Genel Başkan Deniz Baykal'ın formülü, "siyasi incelikler" taşımasına rağmen üzerinde düşünülmeye değer. İşin hassas yanı şu:
"Anayasa teklifinin üç maddesi, yani 'parti kapatma, HSYK ve Anayasa Mahkemesi'nin yapısı' ile ilgili hükümler ayıklanıp referanduma sunulursa, pakete verilecek toplumsal desteğin taşıyıcı ayakları ortadan kalkacaktır. Böylece CHP, AK Parti'nin vazgeçilmez saydığı yargı reformunu bıçak sırtı denge aşamasına taşıyacaktır."

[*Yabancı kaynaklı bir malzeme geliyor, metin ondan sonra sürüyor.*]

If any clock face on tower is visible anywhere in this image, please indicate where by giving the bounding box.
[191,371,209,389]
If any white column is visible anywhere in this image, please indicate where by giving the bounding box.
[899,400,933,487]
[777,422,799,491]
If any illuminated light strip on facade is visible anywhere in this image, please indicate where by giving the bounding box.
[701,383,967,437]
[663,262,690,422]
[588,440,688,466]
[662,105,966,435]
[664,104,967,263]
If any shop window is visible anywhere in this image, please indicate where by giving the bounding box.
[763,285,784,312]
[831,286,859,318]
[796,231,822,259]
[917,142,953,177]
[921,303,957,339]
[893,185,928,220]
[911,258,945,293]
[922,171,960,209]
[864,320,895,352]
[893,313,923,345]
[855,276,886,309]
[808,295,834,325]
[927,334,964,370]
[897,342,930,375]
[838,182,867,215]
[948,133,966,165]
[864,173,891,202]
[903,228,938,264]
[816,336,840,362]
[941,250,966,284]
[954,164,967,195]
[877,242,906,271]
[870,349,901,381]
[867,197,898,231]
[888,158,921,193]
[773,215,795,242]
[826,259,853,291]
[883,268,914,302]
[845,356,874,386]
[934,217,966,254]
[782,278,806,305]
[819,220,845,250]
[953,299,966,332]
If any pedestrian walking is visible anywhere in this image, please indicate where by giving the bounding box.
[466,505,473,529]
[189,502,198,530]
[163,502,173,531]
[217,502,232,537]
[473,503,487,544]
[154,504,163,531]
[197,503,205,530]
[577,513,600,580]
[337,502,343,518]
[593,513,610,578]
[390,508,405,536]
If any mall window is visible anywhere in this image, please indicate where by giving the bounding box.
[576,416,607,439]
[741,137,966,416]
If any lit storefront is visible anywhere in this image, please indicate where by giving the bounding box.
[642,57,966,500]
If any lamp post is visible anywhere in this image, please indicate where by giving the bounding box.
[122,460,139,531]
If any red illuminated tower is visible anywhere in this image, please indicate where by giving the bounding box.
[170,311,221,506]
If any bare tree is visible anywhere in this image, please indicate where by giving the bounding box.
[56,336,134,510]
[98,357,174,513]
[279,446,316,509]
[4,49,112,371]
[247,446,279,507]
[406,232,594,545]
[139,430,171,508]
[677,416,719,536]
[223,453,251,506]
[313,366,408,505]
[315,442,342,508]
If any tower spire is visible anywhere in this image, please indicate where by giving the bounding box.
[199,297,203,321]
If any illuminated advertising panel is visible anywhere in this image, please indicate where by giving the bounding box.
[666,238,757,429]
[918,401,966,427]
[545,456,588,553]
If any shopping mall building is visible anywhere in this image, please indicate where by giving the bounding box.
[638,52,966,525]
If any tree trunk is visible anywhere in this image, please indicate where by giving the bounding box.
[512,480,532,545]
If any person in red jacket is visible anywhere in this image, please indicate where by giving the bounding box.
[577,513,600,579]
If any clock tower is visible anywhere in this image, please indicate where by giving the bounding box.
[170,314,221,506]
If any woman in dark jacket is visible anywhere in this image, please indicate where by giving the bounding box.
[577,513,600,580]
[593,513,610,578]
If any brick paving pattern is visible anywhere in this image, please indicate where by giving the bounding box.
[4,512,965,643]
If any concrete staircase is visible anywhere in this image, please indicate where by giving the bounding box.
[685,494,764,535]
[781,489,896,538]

Buna karşın, 367 ve üstünde oyla TBMM'den destek bulan bir anayasa değişikliği, yıllardır özlemi çekilen "siyasi uzlaşma" kültürünün eşsiz örneğine dönüşecektir. Eğer milletin iradesine güveniliyorsa, millet adına karar veren yargıya vurulacak neşteri, yine o milletin iradesinin tayin etmesi AK Parti için tarihi meydan okuma kimliği kazanacaktır.
Aksi takdirde bizi bekleyen süreç, "Acımasız eleştiriler, birbirine ağır laflar eden vekiller, yorgun halde Meclis sırasında uyuyan isimler, Anayasa Mahkemesi'ne gitmek için kulis yapanlar, sandığın sonucunu farklı farklı yönlerden yorumlayıp kendi zaferini ilan eden partiler"den ibaret olacaktır.
Referandum seçeneğinin hayırlı tarafında ise Ankara'da yükselen tansiyonu düşürmesi veya anayasa-seçim sandığının birlikte halkın önüne sunulması ihtimali bulunmaktadır. 29 maddesi değişse bile anayasa bu haliyle de kalmayacak ve yepyeni anayasa yazımının ufkunu açacaktır.